The second way is to set the DISEASE_NORM_DB_URL environment variable to the URL endpoint.

export DISEASE_NORM_DB_URL="http://localhost:8001"

To use a PostgreSQL instance instead of DynamoDB, provide a PostgreSQL connection URL instead, e.g.

export DISEASE_NORM_DB_URL="postgresql://postgres@localhost:5432/disease_normalizer"

Adding and refreshing data

Use the disease_norm_update command in a shell to update the database.

If you encounter an error message like the following, refer to the installation instructions above:

"Encountered ModuleNotFoundError attempting to import Mondo. Are ETL dependencies installed?"

Update source(s)

The Disease Normalizer currently uses data from the following sources:

As described above, all source data other than OMIM can be acquired automatically.

To update one source, simply set --sources to the source you wish to update. The normalizer will check to see if local source data is up-to-date, acquire the most recent data if not, and use it to populate the database.

For example, run the following to acquire the latest NCIt data if necessary, and update the NCIt disease records in the normalizer database:

disease_norm_update --sources="ncit"

To update multiple sources, you can use the --sources option with the source names separated by spaces.

Update all sources

To update all sources, use the --update_all flag:

disease_norm_update --update_all

Create Merged Concept Groups

The normalize endpoint relies on merged concept groups.

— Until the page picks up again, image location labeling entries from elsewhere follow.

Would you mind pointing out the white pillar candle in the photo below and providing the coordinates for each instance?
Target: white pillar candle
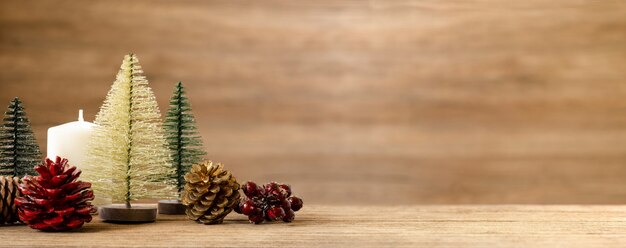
(70, 141)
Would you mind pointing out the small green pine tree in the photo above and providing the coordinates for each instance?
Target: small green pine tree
(182, 135)
(19, 151)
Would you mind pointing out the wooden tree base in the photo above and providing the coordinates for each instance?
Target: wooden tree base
(122, 214)
(171, 207)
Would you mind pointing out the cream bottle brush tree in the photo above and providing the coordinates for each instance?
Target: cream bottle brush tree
(128, 150)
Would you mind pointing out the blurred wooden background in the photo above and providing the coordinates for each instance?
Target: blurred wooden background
(372, 102)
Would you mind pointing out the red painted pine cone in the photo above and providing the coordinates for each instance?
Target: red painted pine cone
(55, 200)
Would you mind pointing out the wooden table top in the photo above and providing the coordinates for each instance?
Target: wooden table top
(343, 226)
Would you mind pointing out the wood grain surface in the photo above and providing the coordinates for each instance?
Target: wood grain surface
(356, 102)
(333, 226)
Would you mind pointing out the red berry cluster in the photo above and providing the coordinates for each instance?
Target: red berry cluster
(271, 202)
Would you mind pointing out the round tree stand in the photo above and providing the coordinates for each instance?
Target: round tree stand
(122, 214)
(171, 207)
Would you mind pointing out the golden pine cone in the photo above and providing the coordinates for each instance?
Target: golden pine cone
(8, 192)
(210, 193)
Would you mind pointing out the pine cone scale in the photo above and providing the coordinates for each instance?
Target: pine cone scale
(54, 201)
(9, 190)
(208, 193)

To create merged concept groups, use the --update_merged flag with the --update_all flag.

python3 -m disease.cli --update_all --update_merged

Starting the disease normalization service

Once the Disease Normalizer database has been loaded, from the project root, run the following:

uvicorn disease.main:app --reload

Next, view the OpenAPI docs on your local machine:

http://127.0.0.1:8000/disease

Developer instructions

Following are sections include instructions specifically for developers.

Installation

For a development install, we recommend using Pipenv. See the pipenv docs for direction on installing pipenv in your compute environment.

To get started, clone the repo and initialize the environment:

git clone https://github.com/cancervariants/disease-normalization
cd disease-normalization
pipenv shell
pipenv update
pipenv install --dev

Alternatively, install the pg, etl, dev, and test dependency groups in a virtual environment:

git clone https://github.com/cancervariants/gene-normalization
cd gene-normalization
python3 -m virtualenv venv
source venv/bin/activate
pip install -e ".[pg,etl,dev,test]"

Init coding style tests

Code style is managed by Ruff and checked prior to commit.

This performs checks for:

  • Code style
  • File endings
  • Added large files
  • AWS credentials
  • Private keys

Before first commit run:

pre-commit install

Running unit tests

Tests are provided via pytest.

pytest

By default, tests will employ an existing DynamoDB database. For test environments where this is unavailable (e.g. in CI), the DISEASE_TEST environment variable can be set to initialize a local DynamoDB instance with miniature versions of input data files before tests are executed.

export DISEASE_TEST=true
pytest

Sometimes, sources will update their data, and our test fixtures and data will become incorrect. The tests/scripts/ subdirectory includes scripts to rebuild data files, although most fixtures will need to be updated manually.